Beckett’s deep eyes didn’t leave Charlie’s face for a moment. “She moves like ex-military. You military, Charlie?”
“Army. EOD.”
“Explosives,” Jake said with an eager glint in his eyes. “Like that movie, The Hurt Locker.”
Charlie winced. “That movie was, um . . . well . . .”
Jake had prodded a sore spot, but she wasn’t sure how much leeway she had with her new boss. Beckett filled in the blank for her.
“Bullshit,” he said.
Charlie sighed and nodded. “Pretty much. Fun to watch, but anybody who pulled cowboy stunts like that in my unit would’ve been out of my unit in a New York minute. EOD is careful work. Detail work.”

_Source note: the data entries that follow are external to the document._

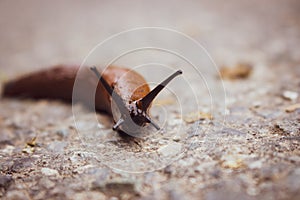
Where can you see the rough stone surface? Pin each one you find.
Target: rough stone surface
(253, 154)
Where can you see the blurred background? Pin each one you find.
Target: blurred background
(37, 34)
(254, 155)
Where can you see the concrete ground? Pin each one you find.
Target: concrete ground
(253, 154)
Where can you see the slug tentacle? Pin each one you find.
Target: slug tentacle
(137, 111)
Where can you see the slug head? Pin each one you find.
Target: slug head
(135, 115)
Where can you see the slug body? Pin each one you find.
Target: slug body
(120, 92)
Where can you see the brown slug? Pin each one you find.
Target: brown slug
(120, 92)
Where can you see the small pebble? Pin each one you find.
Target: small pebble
(171, 149)
(293, 107)
(176, 138)
(49, 172)
(290, 95)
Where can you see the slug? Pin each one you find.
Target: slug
(120, 92)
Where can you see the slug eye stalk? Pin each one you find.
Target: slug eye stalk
(138, 112)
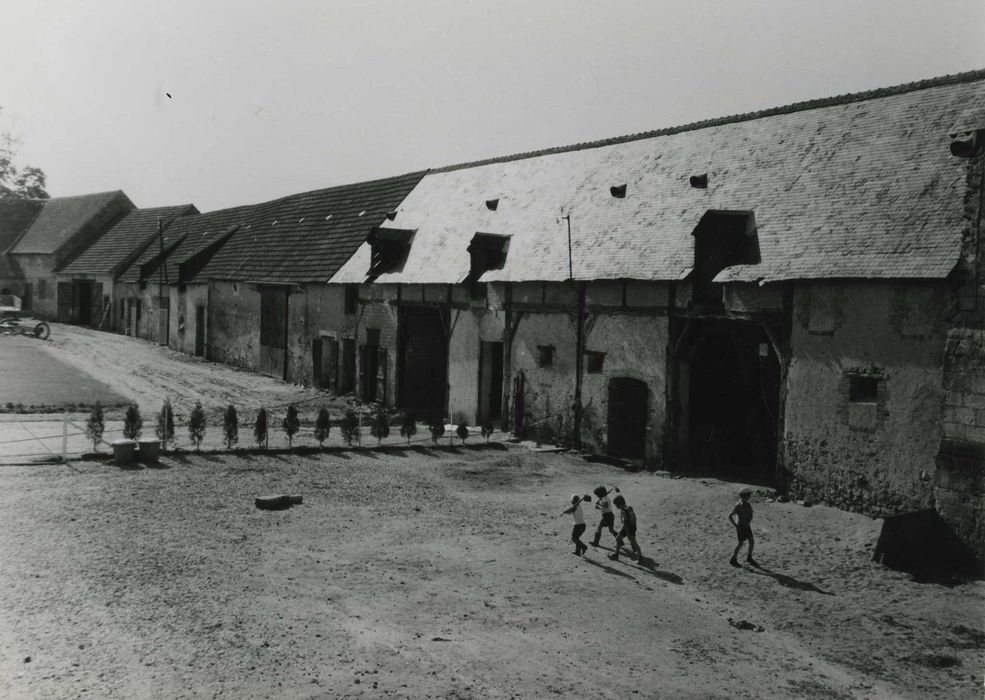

“So you’ve got an eye for detail, and you can follow orders,” Beckett said. “That about right?”
“I like to think those are my two best skills,” she said.
“Then you and me are going to get along just fine.”
“Tonight, I want you to be like a . . . a duckling,” Jake told her. “You know how they imprint on whoever they see and follow along? Beckett’s your mama duck.”
“Your gift for analogies,” Beckett said serenely, “never fails to underwhelm.”
“You’re welcome,” Jake said.
Beckett nodded at Charlie. “C’mon, Little Duck. We need to get you sorted before the festivities. Get you a proper ID card and suchlike. Let’s go talk to the boss.”
“Hello,” Jake said, waving a hand. “Boss. Right here.”
Beckett’s only reply was a deep chuckle. He led Charlie across the cluttered conference room. Midway through the milling crowd of operatives, most of them studying their packets and comparing notes, Charlie glanced over her shoulder.